GQ has made its selection for "Citizen of the Year," and it's one destined to create instant controversy: Colin Kaepernick. In their explanation, the editors liken the sidelined quarterback to Muhammad Ali and Jackie Robinson, "athletes who risked everything to make a difference." They also argue that the NFL is clearly blackballing the QB over his take-a-knee protest on police brutality, given that 90 quarterbacks are currently in the league, and Kaepernick "is better—indisputably, undeniably, flat-out better—than at least 70 of them." More details on the pick and reaction:

  • No interview: One unusual aspect of the magazine's coverage is that it features no interview with Kaepernick himself, notes CNN. Instead, Kaepernick sticks to his general policy of public silence, but he helped the magazine select 10 people to speak on his behalf. He also participates in a photo spread. "I'm honored to be recognized," Kaepernick tweeted.

  • Snippets: One of those who speaks for Kaepernick in the GQ profile is filmmaker Ava DuVernay. "I see what he's done as art," she says, recalling having dinner with Kaepernick and his partner, Nessa, the night Trump publicly called out the QB at a rally. "He's sitting there and I'm sitting there and I'm like, 'Look at this brother—he's doing better than any of us would've done.' A lot better. With a lot more elegance." Nessa (a syndicated radio host), Harry Belafonte, and rapper J. Cole are among the others to weigh in here.
  • Opposing view: Kaepernick should have been named "Coward of the Year," writes Todd Starnes at Fox News: "Apparently, GQ seems to think that disrespecting our military and spitting on our flag is a symbol of heroism and manliness." (Part of Kaepernick's rationale for collaborating with the GQ editors was to "reclaim the narrative" of his protest, defined by the magazine as calling attention to "systemic oppression and, more specifically, as he said repeatedly at the time, police brutality toward black people.") Twitchy rounds up tweets from others critical of the choice.
  • Brady not going there: Tom Brady happened to appear Monday morning on radio station WEEI, where he was asked straight up whether NFL owners were colluding to keep Kaepernick out of the league. He didn't take the bait. "You know, I don't ... I have no idea if he's being blackballed," he said, per TMZ. "I competed against him. I thought he was a damn good quarterback." (Kaepernick is suing the league over the issue.)
  • Other honorees: The magazine also honored Wonder Woman actress Gal Gadot as "Wonder Woman of the Year," the NBA's Kevin Durant as "Champion of the Year," and Stephen Colbert as "Bad Hombre of the Year." Details here.
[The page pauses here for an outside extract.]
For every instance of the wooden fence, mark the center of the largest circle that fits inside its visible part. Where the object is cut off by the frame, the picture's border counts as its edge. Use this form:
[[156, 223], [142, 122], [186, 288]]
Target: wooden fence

  • No vote? Kaepernick didn't vote in the 2016 election, a decision critics have pounced upon. Most recently, Bob Costas cited it as a reason he doesn't reach the "level of transcendence" of previous athlete activists, reports the Washington Post.
  • One icon's view: Former Olympian John Carlos, who made the "black power" salute at the 1968 Games, tells TMZ that Kaepernick's name does indeed belong in the same company as Ali, Robinson, himself, and others. He "is this generation's iconic civil rights leader."
  • Nope: David Hookstead takes issue with Kaepernick's sports bona fides in a post at the Smoke Room. It's "laughable" for the editors to say he's better than 70 of the 90 current QBs. He was once, but today he's just good enough to be a backup, and what owner would want the hassle of the accompanying "media circus" for a backup? "Congratulations, GQ. You named an unemployed athlete as citizen of the year and then went on to make some ridiculous arguments in support of him."
  • Notable cover: At the Root, Anne Branigin thinks the cover photo is a telling one. "Kaepernick’s all-black-everything cover clearly references Black Panther Party imagery, with his fully picked-out Afro, black leather jacket, and black turtleneck."